Q1: How do you handle schema evolution in real-time pipelines?

# Real-time schema evolution with Kafka + Schema Registry
from confluent_kafka import DeserializingProducer
from confluent_kafka.schema_registry.avro import AvroDeserializer

# Consumer with schema evolution
consumer = AvroConsumer({
    'bootstrap.servers': 'kafka:9092',
    'schema.registry.url': 'http://schema-registry:8081',
    'group.id': 'real-time-processor',
})

# Messages are automatically deserialized with correct schema
# Old messages use old schema, new messages use new schema

Q2: What's the impact of schema evolution on downstream systems?

Data warehouses: May need to ALTER TABLE
BI tools: May need to refresh metadata
ML models: May need retraining if features change
APIs: May need versioning

Q3: How do you test schema evolution?

# Test schema evolution
def test_schema_evolution():
    # Create initial data
    df_v1 = spark.createDataFrame([(1, "John")], ["id", "name"])
    df_v1.write.parquet("/tmp/test_schema/")
    
    # Add column
    df_v2 = spark.createDataFrame([(2, "Jane", 25)], ["id", "name", "age"])
    df_v2.write.mode("append").parquet("/tmp/test_schema/")
    
    # Read with mergeSchema
    df_merged = spark.read.option("mergeSchema", "true").parquet("/tmp/test_schema/")
    
    # Verify schema
    assert "age" in df_merged.columns
    assert df_merged.count() == 2
    
    print("Schema evolution test passed!")
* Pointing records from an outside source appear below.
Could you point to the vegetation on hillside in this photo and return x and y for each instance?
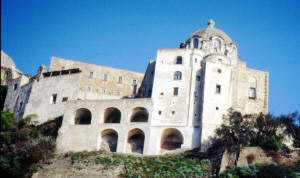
(187, 164)
(24, 144)
(263, 171)
(263, 130)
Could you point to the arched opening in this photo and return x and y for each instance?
(109, 140)
(217, 44)
(112, 115)
(171, 139)
(177, 75)
(139, 114)
(83, 116)
(196, 43)
(135, 141)
(179, 60)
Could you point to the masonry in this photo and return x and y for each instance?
(176, 104)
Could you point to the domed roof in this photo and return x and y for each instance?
(211, 31)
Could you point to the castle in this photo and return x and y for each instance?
(176, 104)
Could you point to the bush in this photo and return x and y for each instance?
(271, 143)
(259, 170)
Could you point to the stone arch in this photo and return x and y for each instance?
(83, 116)
(139, 114)
(196, 43)
(177, 75)
(112, 115)
(178, 60)
(135, 141)
(109, 140)
(171, 139)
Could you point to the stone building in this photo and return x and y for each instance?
(176, 104)
(8, 69)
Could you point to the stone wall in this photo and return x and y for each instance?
(94, 84)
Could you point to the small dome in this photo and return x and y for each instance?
(211, 31)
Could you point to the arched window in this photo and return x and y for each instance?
(83, 116)
(177, 75)
(136, 138)
(217, 44)
(196, 43)
(179, 60)
(112, 115)
(171, 139)
(109, 140)
(139, 114)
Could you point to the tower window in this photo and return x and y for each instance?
(179, 60)
(159, 112)
(176, 91)
(120, 80)
(196, 42)
(21, 104)
(89, 89)
(105, 77)
(217, 45)
(91, 74)
(64, 99)
(218, 89)
(177, 75)
(252, 94)
(53, 99)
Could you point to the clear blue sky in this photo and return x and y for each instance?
(126, 34)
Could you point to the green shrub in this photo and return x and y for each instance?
(271, 143)
(7, 121)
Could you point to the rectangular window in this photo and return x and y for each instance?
(91, 74)
(120, 80)
(53, 99)
(89, 89)
(65, 99)
(21, 104)
(105, 77)
(218, 89)
(176, 91)
(252, 94)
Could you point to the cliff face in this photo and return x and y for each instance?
(252, 155)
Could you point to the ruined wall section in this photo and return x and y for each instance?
(17, 95)
(145, 91)
(245, 80)
(42, 101)
(217, 94)
(171, 109)
(98, 82)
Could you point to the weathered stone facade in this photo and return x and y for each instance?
(176, 104)
(8, 69)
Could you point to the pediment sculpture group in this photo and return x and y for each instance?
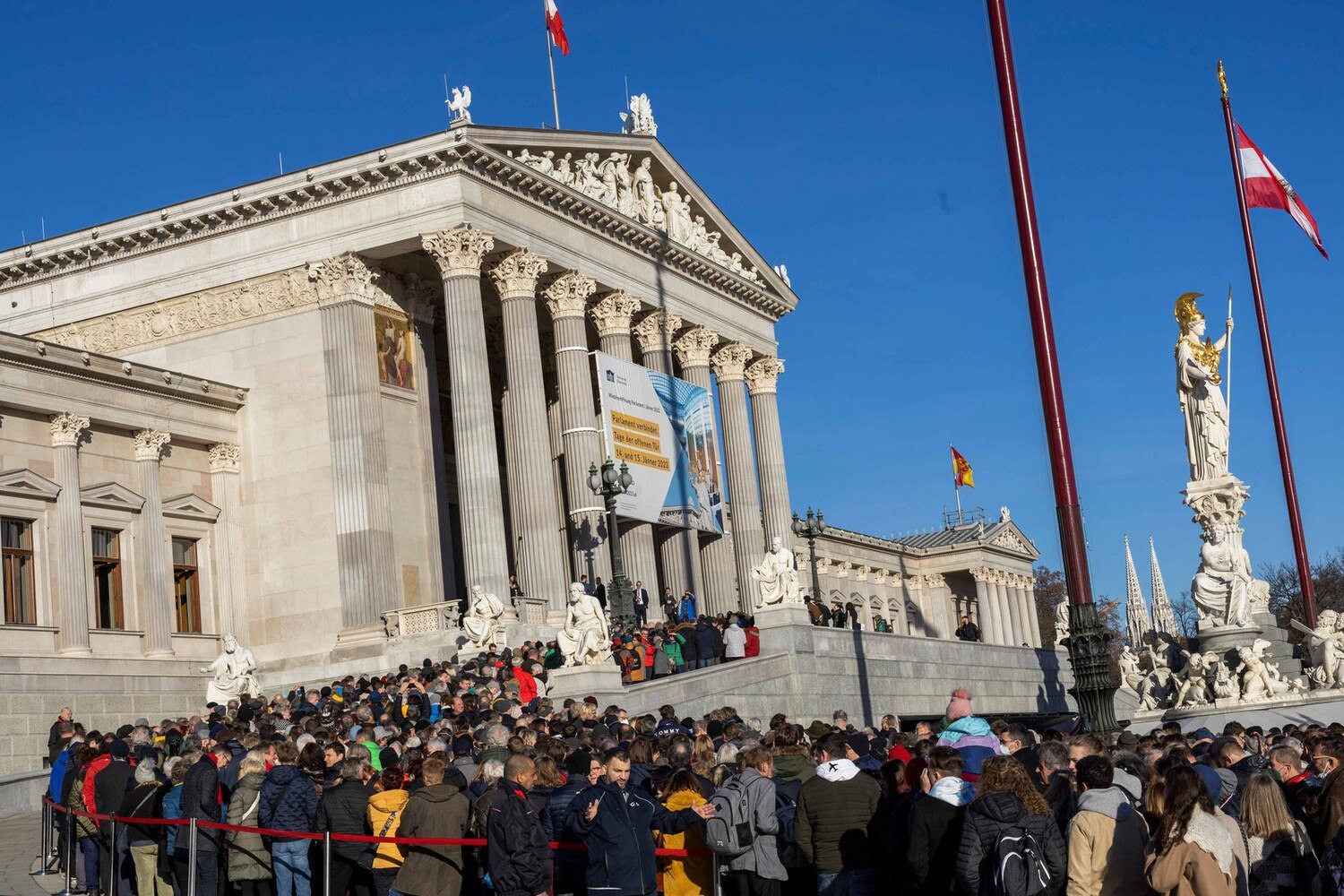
(632, 191)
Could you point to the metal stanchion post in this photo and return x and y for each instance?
(113, 879)
(191, 860)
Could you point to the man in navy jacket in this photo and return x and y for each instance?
(615, 823)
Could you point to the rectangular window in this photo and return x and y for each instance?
(107, 578)
(185, 584)
(21, 606)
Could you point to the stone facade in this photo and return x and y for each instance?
(409, 410)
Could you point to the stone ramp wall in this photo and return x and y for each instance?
(104, 694)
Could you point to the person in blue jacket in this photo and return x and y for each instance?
(615, 823)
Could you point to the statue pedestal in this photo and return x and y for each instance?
(601, 681)
(782, 614)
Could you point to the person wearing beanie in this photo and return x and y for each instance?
(570, 864)
(968, 735)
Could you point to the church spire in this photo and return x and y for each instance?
(1163, 616)
(1136, 608)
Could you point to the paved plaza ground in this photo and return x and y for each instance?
(19, 856)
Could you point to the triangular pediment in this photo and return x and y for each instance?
(191, 506)
(633, 177)
(1007, 535)
(112, 495)
(26, 484)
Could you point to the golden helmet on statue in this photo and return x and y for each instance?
(1185, 312)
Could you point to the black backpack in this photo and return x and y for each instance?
(1021, 864)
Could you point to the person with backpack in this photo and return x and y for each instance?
(832, 821)
(1011, 844)
(935, 823)
(1107, 837)
(747, 802)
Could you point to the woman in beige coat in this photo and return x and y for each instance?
(1193, 852)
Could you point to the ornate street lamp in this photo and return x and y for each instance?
(811, 530)
(610, 482)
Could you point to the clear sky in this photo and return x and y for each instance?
(857, 142)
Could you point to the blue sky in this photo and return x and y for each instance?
(859, 144)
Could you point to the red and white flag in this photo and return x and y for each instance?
(1266, 188)
(556, 26)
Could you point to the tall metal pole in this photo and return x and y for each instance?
(1285, 458)
(550, 61)
(1088, 645)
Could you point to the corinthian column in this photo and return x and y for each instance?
(613, 314)
(776, 511)
(540, 559)
(365, 552)
(459, 253)
(566, 298)
(720, 594)
(230, 573)
(677, 548)
(425, 306)
(745, 505)
(153, 573)
(66, 433)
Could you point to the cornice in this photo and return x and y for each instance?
(357, 177)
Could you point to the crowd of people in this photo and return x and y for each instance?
(570, 797)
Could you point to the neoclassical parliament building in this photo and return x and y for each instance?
(317, 409)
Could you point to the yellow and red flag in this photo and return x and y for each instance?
(961, 471)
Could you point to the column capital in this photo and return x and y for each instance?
(459, 250)
(223, 457)
(731, 360)
(656, 330)
(343, 277)
(567, 295)
(67, 429)
(613, 314)
(424, 300)
(762, 374)
(515, 274)
(150, 445)
(694, 347)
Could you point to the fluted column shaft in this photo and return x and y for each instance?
(738, 458)
(365, 551)
(589, 552)
(72, 582)
(459, 253)
(613, 314)
(986, 616)
(438, 528)
(230, 552)
(152, 560)
(542, 568)
(776, 509)
(717, 562)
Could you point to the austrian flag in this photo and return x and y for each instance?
(556, 26)
(1266, 188)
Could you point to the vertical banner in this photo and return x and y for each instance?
(664, 429)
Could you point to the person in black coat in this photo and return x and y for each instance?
(1008, 804)
(341, 810)
(516, 850)
(615, 823)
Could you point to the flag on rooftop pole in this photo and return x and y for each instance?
(1266, 188)
(556, 26)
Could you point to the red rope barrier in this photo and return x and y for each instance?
(349, 839)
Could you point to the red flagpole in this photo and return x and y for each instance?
(1285, 458)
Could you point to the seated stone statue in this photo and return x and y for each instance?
(233, 675)
(777, 576)
(481, 619)
(585, 638)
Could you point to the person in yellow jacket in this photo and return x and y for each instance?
(685, 876)
(384, 820)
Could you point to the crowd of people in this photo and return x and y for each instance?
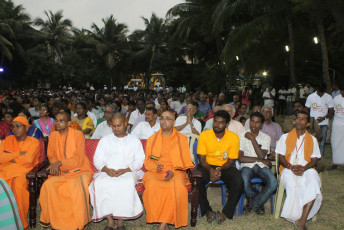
(237, 140)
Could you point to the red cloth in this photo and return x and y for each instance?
(4, 129)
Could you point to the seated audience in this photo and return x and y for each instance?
(147, 128)
(64, 197)
(298, 154)
(167, 158)
(218, 149)
(19, 155)
(254, 147)
(188, 124)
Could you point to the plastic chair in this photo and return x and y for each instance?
(256, 181)
(192, 138)
(280, 192)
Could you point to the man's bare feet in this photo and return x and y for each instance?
(221, 217)
(111, 222)
(163, 226)
(300, 225)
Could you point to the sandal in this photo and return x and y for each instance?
(108, 228)
(120, 228)
(220, 217)
(261, 211)
(211, 217)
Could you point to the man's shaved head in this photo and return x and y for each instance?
(170, 114)
(118, 116)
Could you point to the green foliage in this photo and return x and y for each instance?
(195, 45)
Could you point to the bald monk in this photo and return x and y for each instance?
(165, 197)
(64, 195)
(18, 155)
(118, 157)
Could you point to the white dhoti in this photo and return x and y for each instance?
(115, 197)
(300, 191)
(337, 145)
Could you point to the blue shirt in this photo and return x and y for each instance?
(204, 108)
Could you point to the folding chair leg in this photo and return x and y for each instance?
(223, 192)
(279, 198)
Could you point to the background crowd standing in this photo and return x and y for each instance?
(92, 112)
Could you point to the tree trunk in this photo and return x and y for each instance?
(291, 51)
(326, 73)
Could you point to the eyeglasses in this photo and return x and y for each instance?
(16, 126)
(166, 118)
(61, 121)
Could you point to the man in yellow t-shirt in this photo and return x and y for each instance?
(218, 149)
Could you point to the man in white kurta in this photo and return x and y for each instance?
(299, 178)
(103, 129)
(234, 126)
(188, 124)
(118, 157)
(337, 136)
(147, 128)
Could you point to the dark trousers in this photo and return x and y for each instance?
(235, 187)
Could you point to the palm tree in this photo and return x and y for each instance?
(247, 28)
(57, 33)
(12, 24)
(6, 34)
(153, 41)
(318, 10)
(110, 43)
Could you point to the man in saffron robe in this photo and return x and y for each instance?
(168, 157)
(18, 155)
(298, 153)
(64, 196)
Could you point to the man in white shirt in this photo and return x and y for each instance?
(282, 105)
(320, 105)
(234, 125)
(337, 136)
(254, 148)
(139, 112)
(117, 158)
(188, 124)
(147, 128)
(291, 96)
(209, 123)
(178, 105)
(105, 127)
(268, 97)
(298, 154)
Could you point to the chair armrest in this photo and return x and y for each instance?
(194, 173)
(43, 173)
(36, 169)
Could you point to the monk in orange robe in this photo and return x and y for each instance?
(18, 156)
(64, 195)
(167, 158)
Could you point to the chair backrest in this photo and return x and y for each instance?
(90, 149)
(91, 146)
(42, 151)
(144, 143)
(192, 138)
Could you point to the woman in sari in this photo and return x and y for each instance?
(44, 123)
(82, 121)
(33, 130)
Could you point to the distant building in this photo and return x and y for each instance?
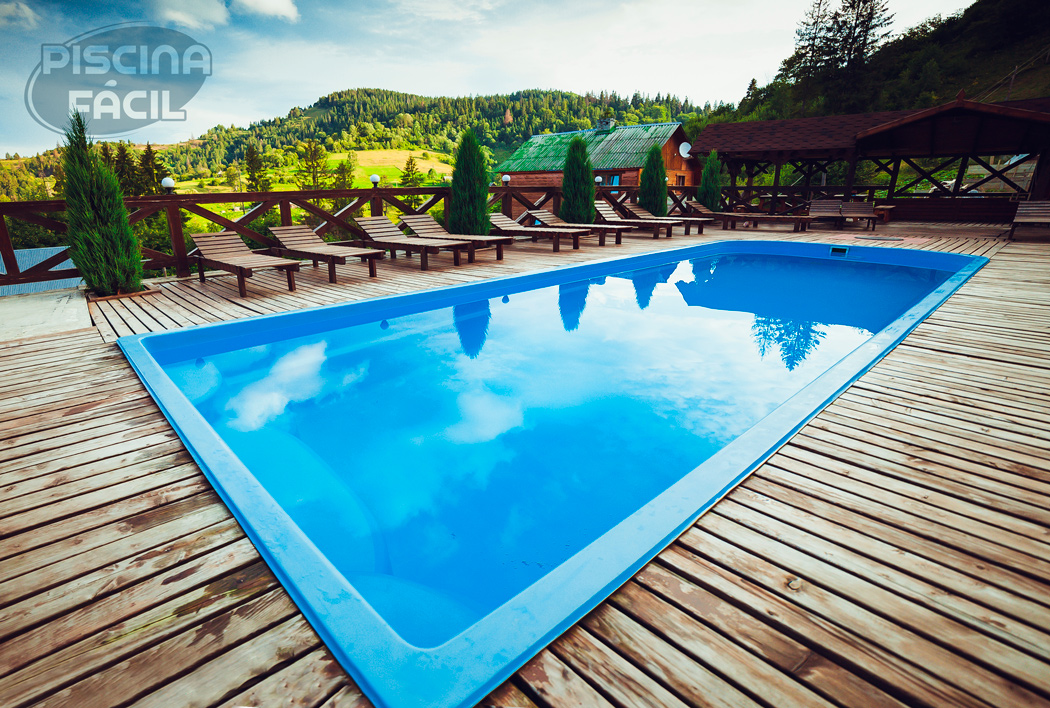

Q4: How do you rollback schema changes?

# Delta Lake: Time travel to previous schema
df_old_schema = spark.read.format("delta") \
    .option("versionAsOf", 0) \
    .load("/delta-lake/orders/")

# Iceberg: Time travel
df_old_schema = spark.sql("""
    SELECT * FROM catalog.db.orders
    TIMESTAMP AS OF '2024-01-01 00:00:00'
""")

⚠️

Critical Consideration: Schema evolution can break downstream systems. Always: (1) communicate changes, (2) provide migration guides, (3) support old schemas for a transition period, and (4) monitor for errors.

Company-Specific Tips

Databricks Interview Tips

Discuss Delta Lake column mapping
Explain Time Travel for schema rollback
Mention Auto Loader for schema inference
Talk about schema evolution in Structured Streaming

Netflix Interview Tips

Focus on content metadata schema changes
Discuss A/B testing schema evolution
Mention multi-format support (Parquet, Avro)
Talk about backward compatibility requirements

Uber Interview Tips

Discuss ride data schema evolution
Explain geospatial schema changes
Mention real-time schema validation
Talk about schema registry best practices

ℹ️

Final Takeaway: Schema evolution is essential for long-lived data systems. Choose the right table format (Iceberg, Delta Lake) for your use case, use Schema Registry for Kafka, and always validate compatibility before deploying changes.